The pandemic dramatically slowed the deployment of microgrids in 2020 and 2021, and may not see a rebound until the pandemic and all its variants is conclusively defeated. COVID created a near-term pause in deployments, but growth should resume, possibly by mid-2022. The regions with the highest interest in microgrids are the West Coast and Southwest.

Natural disasters and prolonged power interruptions tend to drive microgrid deployment decisions, and there has been no shortage of natural disasters and power outages in recent years. Years of wildfires in the West, flooding, hurricanes, and the Texas grid breakdown of February 2021 are likely to lead a wider appreciation of the benefits of microgrids that utilize distributed generation such as solar or wind plus BESS.

The cost of a microgrid will not be irrelevant in a company’s or agency’s planning. But we expect more projects will achieve financial viability when entities sharpen their proverbial pencils and take a closer look at the cost of a microgrid compared to the cost of power interruptions or unreliable power.

Utility-scale microgrid projects, on the other hand, have encountered a variety of headwinds — including regulatory, permitting and financing — in recent years. Those headwinds have caused many projects to stall or be shelved. Construction costs continue to be a high hurdle to overcome at an estimated $2.6 million to $4 million per installed MW of capacity.

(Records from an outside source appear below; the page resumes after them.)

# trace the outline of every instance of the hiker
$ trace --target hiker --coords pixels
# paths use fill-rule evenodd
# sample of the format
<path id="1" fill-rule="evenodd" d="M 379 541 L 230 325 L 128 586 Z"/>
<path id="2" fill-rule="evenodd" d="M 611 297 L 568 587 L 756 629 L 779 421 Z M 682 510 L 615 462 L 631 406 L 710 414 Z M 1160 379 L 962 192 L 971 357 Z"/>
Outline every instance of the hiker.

State and federal grants for research & development have supported microgrid deployment. Congress is scheduled to consider a clean energy bill that includes up to $1.5 billion for microgrid R&D grants. About $2 billion in planned microgrid spending for 2022 is being tracked, a doubling of planned spending for 2021.


Over the last several years, distributed energy resources (DER) have become a more important element of the power generation business. As a category, DER includes a wide range of assets in smaller-scale settings, typically less than 10 MW in size. Types of DER include: small combined heat and power (CHP) units; wind; solar; battery storage; flywheel; biomass; waste-to-energy incinerators; small hydropower; fuel cells; reciprocating internal combustion engines (RICE); and generation that is part of a microgrid.

DER also includes onsite power generation located at industrial or institutional sites such as colleges, universities, chemical processing plants, refineries, medical centers, military bases, manufacturing plants, and more.

More than 29 GW of DER generation currently under development across the country is being tracked, with an additional 1.4 GW of generation in the early planning stage, with possible deployment by 2022- 2023. The regions with the largest planned spend on DER are the Southwest, Northeast, and Rocky Mountains.

Orders 828 and 842 from the Federal Energy Regulatory Commission (FERC) determined that DERs deserve to be compensated if they provide generation or frequency support. Utility generation owners continue to have some concerns about FERC Order 842.

In September 2020, FERC issued Order 2222, which expanded the definition of DER to include rooftop solar, electric vehicle charging system (EVC), and other micro-generation sources when coupled together. FERC followed that order with 2222-A, issued in March 2021, which removed other barriers to aggregated DERs in wholesale markets.


It is unclear whether full decarbonization of the U.S. electricity business can be achieved by 2035. But in the current business climate, decarbonization doubters have largely gone underground. Those advocating cleaner and greener power are driving the narrative.